In the past, watching a film by Tarkovsky, for example, left us enchanted by the imagery. Today, with the internet and technological achievements, such as the 3D films that inundate us, are you afraid that we will lose the effort we made to perceive the magic of the image?

I think this problem concerns our entire culture, not just art. The more things are offered to us - seemingly for our enjoyment - the more they actually detract from our pleasure. The challenge is not to deny it but to utilize it. We should not deny technology, nor succumb to it. We must control it. This is now extremely necessary in photography, because things that were impossible before are now easily done. Therefore, the difficulty, which always exists, must shift from the technological aspect to the aspect of choices. The issue is to derive joy from what we have, by choosing. So, the issue is not to turn our backs on photographic production, but simply to become more selective.

I imagine that from consumption we will eventually move to selection. We will learn this.

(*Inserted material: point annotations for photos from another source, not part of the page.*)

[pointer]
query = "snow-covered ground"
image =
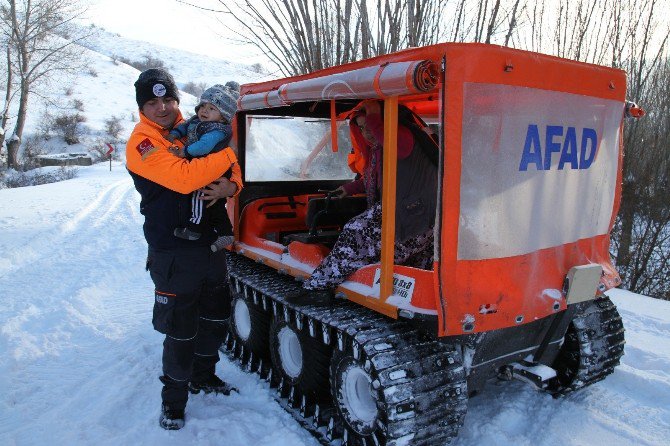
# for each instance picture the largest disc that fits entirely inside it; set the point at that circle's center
(80, 361)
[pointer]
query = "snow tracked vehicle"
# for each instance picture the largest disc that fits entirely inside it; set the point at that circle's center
(529, 171)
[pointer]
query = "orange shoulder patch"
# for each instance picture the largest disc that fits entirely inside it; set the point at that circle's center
(145, 148)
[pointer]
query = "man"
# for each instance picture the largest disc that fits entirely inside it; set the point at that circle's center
(192, 299)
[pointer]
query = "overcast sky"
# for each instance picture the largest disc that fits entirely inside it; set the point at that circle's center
(174, 24)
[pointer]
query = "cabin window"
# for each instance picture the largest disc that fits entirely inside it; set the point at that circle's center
(289, 148)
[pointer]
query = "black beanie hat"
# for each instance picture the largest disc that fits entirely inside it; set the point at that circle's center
(154, 83)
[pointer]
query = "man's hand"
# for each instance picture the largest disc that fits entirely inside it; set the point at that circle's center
(221, 188)
(177, 151)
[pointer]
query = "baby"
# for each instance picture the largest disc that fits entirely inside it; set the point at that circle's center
(207, 132)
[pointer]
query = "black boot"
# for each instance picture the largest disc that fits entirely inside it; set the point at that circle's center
(171, 419)
(211, 384)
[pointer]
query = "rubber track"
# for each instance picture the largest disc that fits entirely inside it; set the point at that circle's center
(420, 382)
(600, 335)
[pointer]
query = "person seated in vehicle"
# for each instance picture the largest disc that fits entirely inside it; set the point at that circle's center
(359, 243)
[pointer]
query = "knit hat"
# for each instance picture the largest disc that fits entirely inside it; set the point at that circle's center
(155, 83)
(234, 86)
(221, 97)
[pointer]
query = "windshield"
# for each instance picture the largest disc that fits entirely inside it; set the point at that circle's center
(287, 148)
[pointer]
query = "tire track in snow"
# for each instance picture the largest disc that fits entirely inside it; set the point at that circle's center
(71, 329)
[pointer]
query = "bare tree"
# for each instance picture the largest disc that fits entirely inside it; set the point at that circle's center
(301, 36)
(35, 52)
(4, 117)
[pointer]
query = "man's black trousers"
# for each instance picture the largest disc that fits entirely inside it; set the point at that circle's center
(192, 303)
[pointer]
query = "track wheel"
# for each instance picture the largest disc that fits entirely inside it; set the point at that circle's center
(352, 390)
(250, 326)
(592, 347)
(302, 361)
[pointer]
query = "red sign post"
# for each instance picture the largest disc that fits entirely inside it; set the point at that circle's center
(109, 153)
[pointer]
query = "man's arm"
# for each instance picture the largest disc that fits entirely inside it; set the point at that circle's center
(148, 157)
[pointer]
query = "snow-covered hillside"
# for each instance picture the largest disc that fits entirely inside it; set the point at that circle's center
(104, 89)
(80, 360)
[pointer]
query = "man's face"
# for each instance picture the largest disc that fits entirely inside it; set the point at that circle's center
(163, 111)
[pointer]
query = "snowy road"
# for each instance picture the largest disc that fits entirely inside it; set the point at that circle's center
(80, 361)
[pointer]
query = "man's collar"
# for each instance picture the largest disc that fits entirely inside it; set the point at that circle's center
(149, 122)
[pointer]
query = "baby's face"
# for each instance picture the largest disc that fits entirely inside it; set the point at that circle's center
(207, 112)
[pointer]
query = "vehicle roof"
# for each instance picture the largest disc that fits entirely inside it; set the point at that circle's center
(471, 54)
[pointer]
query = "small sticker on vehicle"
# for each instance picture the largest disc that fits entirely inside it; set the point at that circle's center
(403, 286)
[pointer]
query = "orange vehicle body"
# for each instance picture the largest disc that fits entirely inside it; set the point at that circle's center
(478, 283)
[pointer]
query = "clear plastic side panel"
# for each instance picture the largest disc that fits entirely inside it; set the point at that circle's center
(539, 169)
(294, 149)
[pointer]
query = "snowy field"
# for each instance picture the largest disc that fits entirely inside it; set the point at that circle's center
(80, 361)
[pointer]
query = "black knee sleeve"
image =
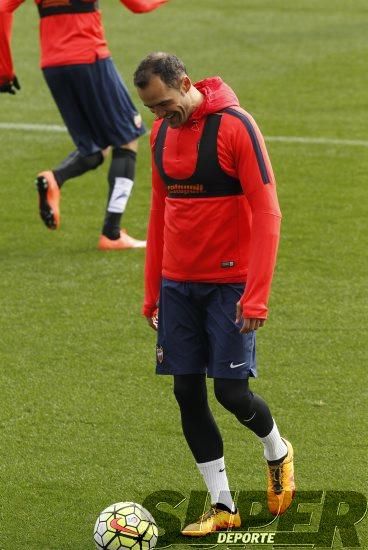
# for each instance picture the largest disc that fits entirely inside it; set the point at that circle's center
(249, 409)
(75, 165)
(199, 427)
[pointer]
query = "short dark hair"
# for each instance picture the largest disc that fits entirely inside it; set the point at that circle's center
(167, 66)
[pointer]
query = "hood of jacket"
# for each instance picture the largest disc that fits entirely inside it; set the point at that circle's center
(217, 96)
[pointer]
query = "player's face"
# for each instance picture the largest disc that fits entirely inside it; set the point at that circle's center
(173, 104)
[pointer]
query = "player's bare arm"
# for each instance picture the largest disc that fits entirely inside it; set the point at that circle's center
(249, 324)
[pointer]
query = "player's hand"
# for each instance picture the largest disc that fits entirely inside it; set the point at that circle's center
(249, 324)
(153, 320)
(10, 86)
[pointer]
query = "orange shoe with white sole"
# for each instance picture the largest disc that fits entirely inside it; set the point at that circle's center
(214, 520)
(49, 199)
(281, 484)
(124, 242)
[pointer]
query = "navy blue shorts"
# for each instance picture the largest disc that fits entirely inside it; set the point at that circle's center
(95, 105)
(197, 332)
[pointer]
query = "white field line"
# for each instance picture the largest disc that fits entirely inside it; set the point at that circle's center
(285, 139)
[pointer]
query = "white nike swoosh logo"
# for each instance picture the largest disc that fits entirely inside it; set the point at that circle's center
(232, 366)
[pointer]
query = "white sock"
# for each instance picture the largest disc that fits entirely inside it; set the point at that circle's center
(120, 195)
(215, 478)
(274, 447)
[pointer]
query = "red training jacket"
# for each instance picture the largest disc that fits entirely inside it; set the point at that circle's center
(66, 39)
(188, 239)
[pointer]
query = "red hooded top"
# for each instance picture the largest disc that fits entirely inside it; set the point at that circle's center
(66, 39)
(189, 238)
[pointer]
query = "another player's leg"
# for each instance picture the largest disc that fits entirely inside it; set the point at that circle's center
(205, 442)
(253, 412)
(49, 182)
(121, 180)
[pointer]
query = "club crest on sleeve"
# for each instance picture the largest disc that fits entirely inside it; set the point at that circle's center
(138, 120)
(159, 354)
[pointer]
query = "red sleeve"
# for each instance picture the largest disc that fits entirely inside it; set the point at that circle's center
(142, 6)
(253, 168)
(155, 240)
(6, 20)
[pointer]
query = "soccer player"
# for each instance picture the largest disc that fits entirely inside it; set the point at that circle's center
(93, 102)
(211, 250)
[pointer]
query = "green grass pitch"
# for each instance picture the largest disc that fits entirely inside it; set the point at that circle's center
(83, 420)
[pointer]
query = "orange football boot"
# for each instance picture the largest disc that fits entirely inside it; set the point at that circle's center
(281, 484)
(49, 199)
(214, 520)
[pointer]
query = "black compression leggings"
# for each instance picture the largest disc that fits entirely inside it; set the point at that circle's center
(199, 426)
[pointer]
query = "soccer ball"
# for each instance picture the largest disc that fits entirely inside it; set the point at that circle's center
(125, 526)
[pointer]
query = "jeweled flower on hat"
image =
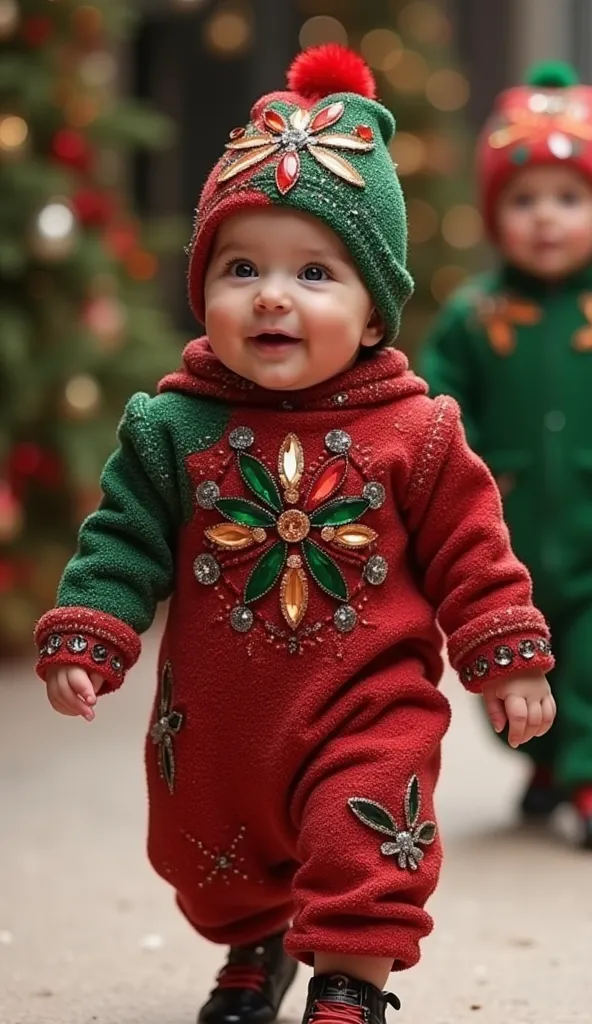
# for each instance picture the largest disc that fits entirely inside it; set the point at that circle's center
(289, 137)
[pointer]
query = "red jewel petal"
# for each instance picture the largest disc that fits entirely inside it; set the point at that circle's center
(275, 121)
(288, 172)
(327, 117)
(327, 481)
(365, 132)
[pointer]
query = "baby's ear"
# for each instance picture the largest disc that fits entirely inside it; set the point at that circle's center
(374, 330)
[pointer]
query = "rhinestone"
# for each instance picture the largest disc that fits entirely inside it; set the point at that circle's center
(77, 645)
(376, 570)
(53, 643)
(338, 441)
(241, 619)
(503, 655)
(207, 494)
(345, 619)
(206, 569)
(526, 649)
(241, 437)
(374, 494)
(99, 653)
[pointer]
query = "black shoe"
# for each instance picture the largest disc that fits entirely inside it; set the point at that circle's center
(330, 991)
(251, 985)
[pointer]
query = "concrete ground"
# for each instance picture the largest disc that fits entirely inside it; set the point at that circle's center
(88, 933)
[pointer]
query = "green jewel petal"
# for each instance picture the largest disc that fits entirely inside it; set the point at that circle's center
(259, 480)
(244, 512)
(166, 689)
(412, 802)
(375, 816)
(426, 833)
(339, 513)
(168, 762)
(325, 571)
(266, 572)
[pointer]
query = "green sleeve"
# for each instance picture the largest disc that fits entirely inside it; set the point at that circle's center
(447, 361)
(125, 561)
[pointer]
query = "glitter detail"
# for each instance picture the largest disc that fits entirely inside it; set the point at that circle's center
(374, 494)
(503, 655)
(527, 649)
(345, 619)
(206, 569)
(242, 619)
(338, 441)
(376, 570)
(77, 644)
(408, 841)
(99, 653)
(207, 494)
(241, 438)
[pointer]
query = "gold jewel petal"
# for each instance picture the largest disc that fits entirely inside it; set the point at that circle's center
(246, 161)
(353, 536)
(251, 142)
(300, 119)
(342, 141)
(341, 167)
(291, 462)
(229, 535)
(294, 596)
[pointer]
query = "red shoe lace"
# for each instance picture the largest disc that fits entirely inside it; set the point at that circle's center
(242, 976)
(337, 1013)
(583, 801)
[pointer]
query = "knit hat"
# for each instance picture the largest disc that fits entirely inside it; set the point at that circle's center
(320, 147)
(546, 121)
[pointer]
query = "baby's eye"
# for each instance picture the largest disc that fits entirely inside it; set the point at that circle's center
(242, 268)
(314, 272)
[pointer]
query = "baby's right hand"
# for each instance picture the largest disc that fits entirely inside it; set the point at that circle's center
(73, 691)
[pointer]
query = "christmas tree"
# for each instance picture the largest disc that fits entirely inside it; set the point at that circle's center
(409, 45)
(79, 327)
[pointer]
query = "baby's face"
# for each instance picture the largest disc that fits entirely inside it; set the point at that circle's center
(545, 221)
(285, 305)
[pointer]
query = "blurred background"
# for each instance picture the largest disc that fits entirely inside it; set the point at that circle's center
(111, 116)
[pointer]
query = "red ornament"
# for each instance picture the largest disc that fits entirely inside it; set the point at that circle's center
(287, 172)
(365, 132)
(275, 121)
(37, 30)
(321, 71)
(71, 147)
(327, 482)
(93, 208)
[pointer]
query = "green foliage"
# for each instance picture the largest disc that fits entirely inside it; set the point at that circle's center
(80, 324)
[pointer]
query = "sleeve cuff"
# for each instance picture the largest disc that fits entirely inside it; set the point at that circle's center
(91, 640)
(504, 656)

The crises we undergo as a society, as a culture, as an economy, can be positive.

You have said that the great charm of art lies in the fact that, unlike science, a new truth does not negate older ones. Ultimately, are there things in the past we can rely on? Should we, therefore, be aware of older truths?

Woe betide us if there were none. It would be tragic. It would be like not having a memory. Each of us is not a spontaneously existing entity today. Essentially, we are our past. This past makes me reject chronological classifications, saying this is contemporary, that is outdated. For me, Euripides can be much more contemporary than a current author, because he speaks to me of both the past and the present. Science has the ability to progress by stepping on the old but also by negating it. If you admit that the Earth is round, you can't later say it's square, except by negating that it's round. Whereas in art, the round and the square can beautifully dance together forever. And I like this more because I feel the joy of the past and not its weight.

In an introductory note on your website, you say, "I photograph so as not to be merely a spectator of art." Is art everywhere? Can we perceive whether what we see through the lens is a work of art?

Art is not everywhere. It is ridiculous to claim so. We must not confuse the concept of art with the concept of aesthetics, nor creation with art. A person who loves art very much at some point feels like a naive virgin unable to enjoy. Of all the things, what makes photography most tempting, not the most important but the most tempting, is that it is easily done. To be able to create with a camera and have your creation possess cohesion and value, and to be integrated into the world of art and history, you need to learn certain things. Of course, having instinct and intuition is important, but there are things we need to learn, and one of the things we fail to understand that we need to learn is how to see. There's the wise folk saying, "I don't believe my eyes." Yet, people watching a movie or a photograph, and even reality itself, in essence, do not really see it. What interests me in a photograph is not the snapshots; it's the photographer's vision, to see how they view the world, otherwise, it doesn't interest me. In the thirty years that I've been involved with photography, I don't expect to be surprised by a photograph. The photographer is my surprise.